Terkait agenda publik dan hari besar, status hari ini tercatat sebagai Tanggal ini bukan merupakan hari libur nasional., menjadikannya rujukan komprehensif bagi Anda yang membutuhkan data akurat untuk menentukan hari baik, kegiatan adat, maupun perencanaan aktivitas harian.

Informasi Tanggal

Hari

Kamis

Hari ke

290 / 365

Minggu ke

42

Sisa hari

75

Kalender Hijriah

Tanggal Hijriah

20 Jumadilakhir 1452 H

Bulan ke

0 · Jumadilakhir

Berdasarkan siklus rembulan

Tanggal

20 / Siklus Bulan

Berdasarkan konversi kalender Masehi standar ke sistem penanggalan Hijriah.

Zodiak

Libra

23 September - 22 Oktober

Elemen

Udara

Sifat

Kardinal

Planet

Venus

Shio

Anjing

Shio Tahun 2030

Elemen

Air

Perhitungan berdasarkan tahun Masehi secara merata.

Kalender Jawa

Weton

Kamis Pon

Kamis · urip 8 + Pon · urip 7 = Neptu 15

Tahun Jawa

1963

Windu Adi

Wuku (Siklus Mingguan)

Julungpujut

Pancasuda

Wasesa Segara

Pemaaf, suka menolong, berwibawa

Pranata Mangsa (Musim Jawa)

Siklus Pranata Mangsa

Kalima

27 hari · Labuh (Peralihan)

Fenomena Alam

Hujan mulai menetes, tunas bertumbuh

Panduan Pertanian

Menyiapkan benih padi

Wewaran (Siklus Hari)

Siklus Nama Keterangan
Ekawara - Siklus 1 hari
Dwiwara Pepet Siklus 2 hari
Triwara Beteng Siklus 3 hari
Caturwara Laba Siklus 4 hari
Pancawara Umanis Pasaran
Sadwara Aryang Paringkelan
Saptawara Buda Ganti Hari
Astawara Indra Padewan
Sangawara Ogan Padangon
Dasawara Raksasa Siklus 10 hari

Pertanyaan Seputar 17 Oktober 2030

Jatuh pada hari apakah rincian tanggal 17 Oktober 2030 menurut berbagai sistem penanggalan?

Apabila merujuk secara langsung pada kalender masehi standar, tanggal 17 Oktober 2030 secara pasti jatuh pada hari Kamis.

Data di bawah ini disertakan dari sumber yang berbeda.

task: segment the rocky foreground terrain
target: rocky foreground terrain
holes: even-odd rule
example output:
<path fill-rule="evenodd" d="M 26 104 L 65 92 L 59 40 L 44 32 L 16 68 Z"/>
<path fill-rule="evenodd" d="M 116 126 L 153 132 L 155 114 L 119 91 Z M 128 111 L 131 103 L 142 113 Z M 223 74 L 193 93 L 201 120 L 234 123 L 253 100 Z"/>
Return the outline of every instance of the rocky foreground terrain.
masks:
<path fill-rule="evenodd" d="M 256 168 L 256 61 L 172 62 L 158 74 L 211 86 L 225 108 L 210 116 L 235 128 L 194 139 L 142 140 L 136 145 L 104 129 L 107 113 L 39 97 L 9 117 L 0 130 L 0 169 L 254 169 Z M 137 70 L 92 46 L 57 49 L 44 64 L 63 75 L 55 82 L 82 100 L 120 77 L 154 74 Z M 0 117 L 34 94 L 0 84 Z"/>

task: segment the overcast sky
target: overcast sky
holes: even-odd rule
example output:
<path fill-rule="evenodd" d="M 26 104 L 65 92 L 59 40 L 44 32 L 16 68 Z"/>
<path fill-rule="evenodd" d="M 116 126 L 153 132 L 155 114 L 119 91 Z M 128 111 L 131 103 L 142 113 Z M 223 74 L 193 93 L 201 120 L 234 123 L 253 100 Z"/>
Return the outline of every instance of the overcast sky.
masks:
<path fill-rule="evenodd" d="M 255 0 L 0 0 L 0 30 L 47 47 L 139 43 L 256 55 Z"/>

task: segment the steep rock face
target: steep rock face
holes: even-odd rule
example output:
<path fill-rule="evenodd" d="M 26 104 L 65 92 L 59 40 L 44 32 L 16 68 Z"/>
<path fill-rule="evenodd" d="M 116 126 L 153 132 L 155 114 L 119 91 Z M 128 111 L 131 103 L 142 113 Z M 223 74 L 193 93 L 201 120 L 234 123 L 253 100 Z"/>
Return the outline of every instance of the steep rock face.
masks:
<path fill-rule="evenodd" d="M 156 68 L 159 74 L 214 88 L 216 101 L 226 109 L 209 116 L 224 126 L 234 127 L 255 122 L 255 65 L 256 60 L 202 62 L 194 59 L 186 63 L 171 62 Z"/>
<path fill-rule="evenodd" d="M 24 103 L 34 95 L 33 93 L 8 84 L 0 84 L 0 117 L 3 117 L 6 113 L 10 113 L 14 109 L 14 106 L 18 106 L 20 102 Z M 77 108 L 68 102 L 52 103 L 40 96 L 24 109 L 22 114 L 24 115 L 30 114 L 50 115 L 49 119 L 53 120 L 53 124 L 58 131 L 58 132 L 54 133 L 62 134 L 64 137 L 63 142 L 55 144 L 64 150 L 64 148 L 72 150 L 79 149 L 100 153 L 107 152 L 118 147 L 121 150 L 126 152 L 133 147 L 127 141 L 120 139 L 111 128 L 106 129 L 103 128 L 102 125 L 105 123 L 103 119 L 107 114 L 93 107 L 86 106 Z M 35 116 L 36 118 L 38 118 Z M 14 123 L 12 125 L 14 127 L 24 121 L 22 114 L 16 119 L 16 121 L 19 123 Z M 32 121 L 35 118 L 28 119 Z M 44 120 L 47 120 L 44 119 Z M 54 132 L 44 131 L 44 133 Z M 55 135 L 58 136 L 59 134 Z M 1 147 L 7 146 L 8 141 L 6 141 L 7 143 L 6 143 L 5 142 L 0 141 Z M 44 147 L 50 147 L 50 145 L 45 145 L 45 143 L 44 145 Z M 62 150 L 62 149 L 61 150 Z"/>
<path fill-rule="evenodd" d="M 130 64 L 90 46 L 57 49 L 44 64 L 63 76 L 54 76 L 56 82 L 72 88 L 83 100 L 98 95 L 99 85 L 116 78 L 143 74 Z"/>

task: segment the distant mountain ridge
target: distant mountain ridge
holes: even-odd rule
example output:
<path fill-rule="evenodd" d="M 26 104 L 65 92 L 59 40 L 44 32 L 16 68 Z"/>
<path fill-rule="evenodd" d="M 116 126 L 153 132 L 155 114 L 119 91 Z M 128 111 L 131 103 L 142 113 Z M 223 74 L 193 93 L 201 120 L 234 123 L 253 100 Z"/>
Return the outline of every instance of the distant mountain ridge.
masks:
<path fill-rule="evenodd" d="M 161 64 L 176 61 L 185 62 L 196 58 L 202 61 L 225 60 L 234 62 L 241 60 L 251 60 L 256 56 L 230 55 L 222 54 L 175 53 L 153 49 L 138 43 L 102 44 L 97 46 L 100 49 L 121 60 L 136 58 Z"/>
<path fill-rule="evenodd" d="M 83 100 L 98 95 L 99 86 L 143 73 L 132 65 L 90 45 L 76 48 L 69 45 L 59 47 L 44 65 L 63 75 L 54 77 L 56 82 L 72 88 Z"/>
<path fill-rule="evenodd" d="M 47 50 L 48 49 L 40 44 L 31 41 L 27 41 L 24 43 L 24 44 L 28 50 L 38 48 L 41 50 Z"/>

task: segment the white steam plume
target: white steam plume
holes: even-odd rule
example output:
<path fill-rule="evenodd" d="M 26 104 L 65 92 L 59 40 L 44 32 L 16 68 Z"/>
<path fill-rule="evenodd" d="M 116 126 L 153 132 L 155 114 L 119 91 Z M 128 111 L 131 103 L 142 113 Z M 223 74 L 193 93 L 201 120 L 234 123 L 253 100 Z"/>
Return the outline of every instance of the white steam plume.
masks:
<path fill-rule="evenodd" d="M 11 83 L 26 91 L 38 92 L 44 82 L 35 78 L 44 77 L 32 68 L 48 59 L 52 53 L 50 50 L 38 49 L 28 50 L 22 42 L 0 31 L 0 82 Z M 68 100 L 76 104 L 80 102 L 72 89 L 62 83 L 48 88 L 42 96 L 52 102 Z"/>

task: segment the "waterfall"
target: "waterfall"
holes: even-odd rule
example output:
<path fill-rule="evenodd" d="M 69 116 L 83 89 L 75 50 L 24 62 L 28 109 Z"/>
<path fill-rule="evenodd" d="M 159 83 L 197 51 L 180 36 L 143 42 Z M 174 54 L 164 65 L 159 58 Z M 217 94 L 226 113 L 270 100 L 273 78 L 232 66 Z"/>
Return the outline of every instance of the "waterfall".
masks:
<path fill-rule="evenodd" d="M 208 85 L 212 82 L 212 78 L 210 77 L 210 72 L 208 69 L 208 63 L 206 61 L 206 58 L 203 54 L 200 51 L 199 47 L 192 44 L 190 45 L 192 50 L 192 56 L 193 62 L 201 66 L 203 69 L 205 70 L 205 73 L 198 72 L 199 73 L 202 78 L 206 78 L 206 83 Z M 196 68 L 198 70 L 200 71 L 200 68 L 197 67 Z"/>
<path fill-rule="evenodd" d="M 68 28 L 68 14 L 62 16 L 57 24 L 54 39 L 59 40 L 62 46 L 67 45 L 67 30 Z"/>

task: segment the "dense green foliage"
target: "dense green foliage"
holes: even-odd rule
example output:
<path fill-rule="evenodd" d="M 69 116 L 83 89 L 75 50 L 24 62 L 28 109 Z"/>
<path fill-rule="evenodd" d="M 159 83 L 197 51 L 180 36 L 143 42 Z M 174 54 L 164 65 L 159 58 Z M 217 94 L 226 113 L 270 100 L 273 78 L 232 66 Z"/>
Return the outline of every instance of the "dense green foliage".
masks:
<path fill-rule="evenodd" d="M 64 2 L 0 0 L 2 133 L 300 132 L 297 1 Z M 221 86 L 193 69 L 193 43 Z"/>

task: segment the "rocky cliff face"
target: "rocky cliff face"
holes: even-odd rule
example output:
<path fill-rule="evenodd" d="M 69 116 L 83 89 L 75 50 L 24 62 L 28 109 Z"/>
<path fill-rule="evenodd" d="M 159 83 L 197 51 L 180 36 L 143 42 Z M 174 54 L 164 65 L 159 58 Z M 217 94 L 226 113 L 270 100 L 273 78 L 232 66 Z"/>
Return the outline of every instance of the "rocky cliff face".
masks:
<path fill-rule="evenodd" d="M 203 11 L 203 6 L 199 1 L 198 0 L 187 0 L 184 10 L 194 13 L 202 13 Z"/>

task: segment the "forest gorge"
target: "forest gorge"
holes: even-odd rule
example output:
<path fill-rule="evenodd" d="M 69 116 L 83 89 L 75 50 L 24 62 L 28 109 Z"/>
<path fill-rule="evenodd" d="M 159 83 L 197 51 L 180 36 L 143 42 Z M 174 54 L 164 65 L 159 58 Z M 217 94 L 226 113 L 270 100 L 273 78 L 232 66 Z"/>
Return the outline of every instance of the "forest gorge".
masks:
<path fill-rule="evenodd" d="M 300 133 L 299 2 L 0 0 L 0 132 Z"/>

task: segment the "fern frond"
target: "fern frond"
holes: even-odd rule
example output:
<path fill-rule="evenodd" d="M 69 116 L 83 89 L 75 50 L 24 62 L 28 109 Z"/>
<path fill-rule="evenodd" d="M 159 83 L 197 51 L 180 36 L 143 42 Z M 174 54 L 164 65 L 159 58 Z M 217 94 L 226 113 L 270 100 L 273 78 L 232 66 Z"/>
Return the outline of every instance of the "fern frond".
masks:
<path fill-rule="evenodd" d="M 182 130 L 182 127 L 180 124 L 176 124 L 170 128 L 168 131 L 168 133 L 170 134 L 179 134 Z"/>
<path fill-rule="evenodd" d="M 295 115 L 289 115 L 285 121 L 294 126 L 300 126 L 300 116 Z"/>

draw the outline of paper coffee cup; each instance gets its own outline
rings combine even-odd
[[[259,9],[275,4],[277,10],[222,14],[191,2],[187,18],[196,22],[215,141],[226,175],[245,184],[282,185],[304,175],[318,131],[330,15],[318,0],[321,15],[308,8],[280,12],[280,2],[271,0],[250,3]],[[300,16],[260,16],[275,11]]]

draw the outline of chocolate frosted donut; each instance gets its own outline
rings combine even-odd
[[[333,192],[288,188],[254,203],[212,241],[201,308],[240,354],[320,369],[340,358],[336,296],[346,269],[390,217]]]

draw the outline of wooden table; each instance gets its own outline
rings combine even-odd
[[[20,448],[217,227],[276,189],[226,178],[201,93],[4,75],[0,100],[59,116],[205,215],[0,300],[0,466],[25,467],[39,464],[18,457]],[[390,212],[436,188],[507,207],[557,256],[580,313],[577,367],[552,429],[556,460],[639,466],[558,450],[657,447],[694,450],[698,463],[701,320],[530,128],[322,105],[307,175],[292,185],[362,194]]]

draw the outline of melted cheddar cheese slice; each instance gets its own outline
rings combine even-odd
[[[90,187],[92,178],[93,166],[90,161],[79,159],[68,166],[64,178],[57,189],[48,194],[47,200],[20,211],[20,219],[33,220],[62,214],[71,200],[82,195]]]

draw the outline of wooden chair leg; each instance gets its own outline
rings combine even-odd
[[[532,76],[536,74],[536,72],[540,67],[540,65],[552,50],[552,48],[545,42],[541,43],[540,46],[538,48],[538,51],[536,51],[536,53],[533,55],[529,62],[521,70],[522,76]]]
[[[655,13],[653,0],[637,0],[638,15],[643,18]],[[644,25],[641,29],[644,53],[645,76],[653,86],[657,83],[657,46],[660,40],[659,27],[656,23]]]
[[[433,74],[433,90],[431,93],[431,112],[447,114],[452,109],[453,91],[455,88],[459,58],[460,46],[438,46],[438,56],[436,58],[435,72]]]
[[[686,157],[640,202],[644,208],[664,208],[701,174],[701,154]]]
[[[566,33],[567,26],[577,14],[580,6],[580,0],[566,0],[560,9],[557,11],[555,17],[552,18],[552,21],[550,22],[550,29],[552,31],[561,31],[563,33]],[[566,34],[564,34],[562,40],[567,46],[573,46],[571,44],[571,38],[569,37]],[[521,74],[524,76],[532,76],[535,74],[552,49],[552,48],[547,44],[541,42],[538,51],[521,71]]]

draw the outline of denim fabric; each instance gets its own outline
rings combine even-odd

Sementara itu, apabila kita bedah menggunakan sistem penanggalan komprehensif kalender Jawa, tanggal ini bertepatan secara persis dengan hari pasaran Kamis Pon dan bernaung di bawah payung wuku Julungpujut.

Apakah secara resmi tanggal 17 Oktober 2030 ditetapkan sebagai hari libur?

Jawabannya adalah tidak. Menurut SKB ketetapan kalender resmi, tanggal 17 Oktober 2030 bukanlah tergolong sebagai hari libur nasional dan juga tidak dijadwalkan sebagai cuti bersama.

Jika dikonversikan secara presisi, bertepatan dengan tanggal berapakah 17 Oktober 2030 dalam kalender Hijriah Islam?

Dalam sistem penanggalan kalender Islam (Hijriah) yang mengacu pada fase peredaran bulan mengelilingi bumi, ketetapan waktu untuk tanggal Masehi 17 Oktober 2030 secara matematis dikonversi menjadi persis tanggal 20 Jumadilakhir 1452 H.

Termasuk ke dalam klasifikasi zodiak apakah rentang kelahiran di bulan Oktober ini?

Seseorang yang secara istimewa lahir pada rentang periode di sekitar tanggal 17 Oktober ini dipastikan akan berada kokoh pada naungan konstelasi zodiak Libra ♎. Mereka yang memegang lambang zodiak ini diyakini memiliki karakter inti yang senantiasa didorong oleh kekuatan elemen Udara.

Apa shio yang mengendalikan dan memayungi perjalanan sepanjang siklus tahun 2030 ini?

Bagi orang-orang yang kelahirannya terjadi di sepanjang kemunculan tahun 2030 ini, mereka tergolong dan diakui memiliki simbol identitas shio Anjing 🐶. Penentuan lambang shio ini sejatinya secara teratur bekerja dan berotasi berdasarkan siklus perputaran 12 lambang hewan di dalam ilmu astrologi tradisional Tionghoa.

Bagaimana rincian kalkulasi total jumlah hitungan neptu untuk weton Jawa Kamis Pon?

Berdasarkan rumusan kalkulasi ilmu luhur kuno yang tertuang di dalam kitab kalender Primbon Jawa, jumlah akumulasi neptu keseluruhan untuk weton Kamis Pon tersebut adalah sebesar 15. Nilai akhir skor peruntungan ini sejatinya didapatkan dengan cara menjumlahkan besaran nilai urip pakem dari komponen hari Kamis (yakni sebesar 8) dengan rincian nilai sakral dari komponen pasaran Pon (yakni sebesar 7).